Lost States (Quirk Books, $29.95), by Michael J. Trinklein, points out that 50 is a nice round number for the U.S., then goes on to list 70 wannabe states that didn’t make it. Some beat the odds by splitting in two, including Virginia, Carolina and the Dakotas—but not West Florida and South Jersey. Failed states include Texas’s German colony of Adelsverein, Tennessee’s backwoods Nickajack and Maine’s thwarted theft of a chunk of Canada labeled Acadia. This big, beautifully-illustrated book is chockful of fascinating, one-of-a-kind maps, as well as slyly factual tales alive with absurd characters, political gamesmanship and high hopes.

Author Charmaine Ortega Getz and editors Mark Sceurman and Mark Moran settle for just one state to discuss in Weird Colorado (Sterling, $19.95), but it’s enough to cram 270 pages with Ant People, Vampire Graves and Blue Mist, while human beings, and some not so human, tower above washing machine museums and Lost Money Wagons.

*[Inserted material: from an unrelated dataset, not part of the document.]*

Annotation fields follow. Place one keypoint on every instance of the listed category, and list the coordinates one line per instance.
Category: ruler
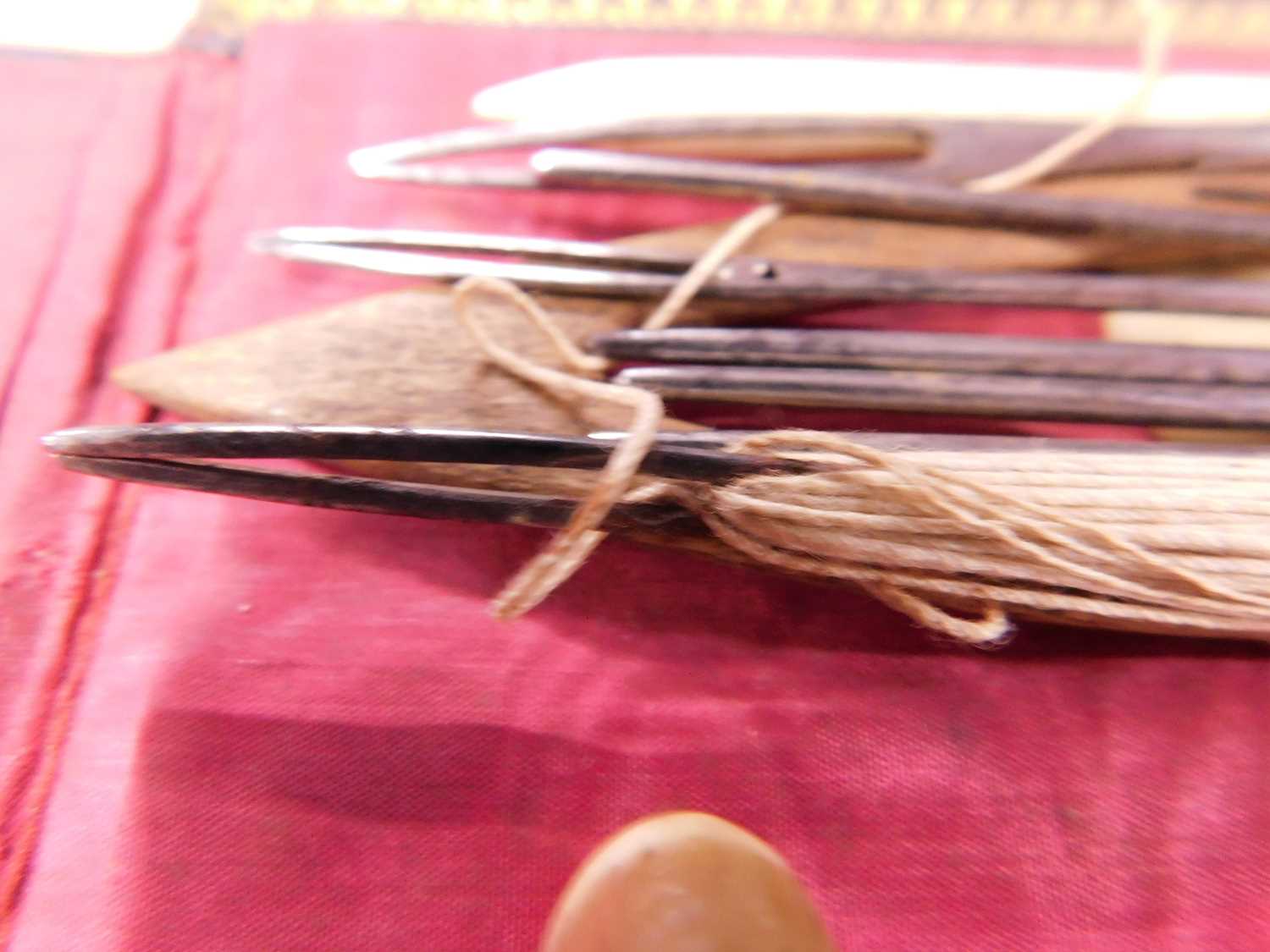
(1217, 23)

These include the omnipresent Sasquash and the fellow monster Albert Packer, who dined on his snowbound pals ’til he was last on the menu. On the feminine side Rattle Snake Kate dressed stylishly in snakegowns. Topping the list, as a nationally-known mad professor, has to be Nikola Tesla, who came west to Colorado and invented radar and AC—alternating current—as well as radio. But his créme-de-la-créme invention was manmade lightning. As for the present book, it proves an electrifying companion to Sterling Publication’s Weird U.S.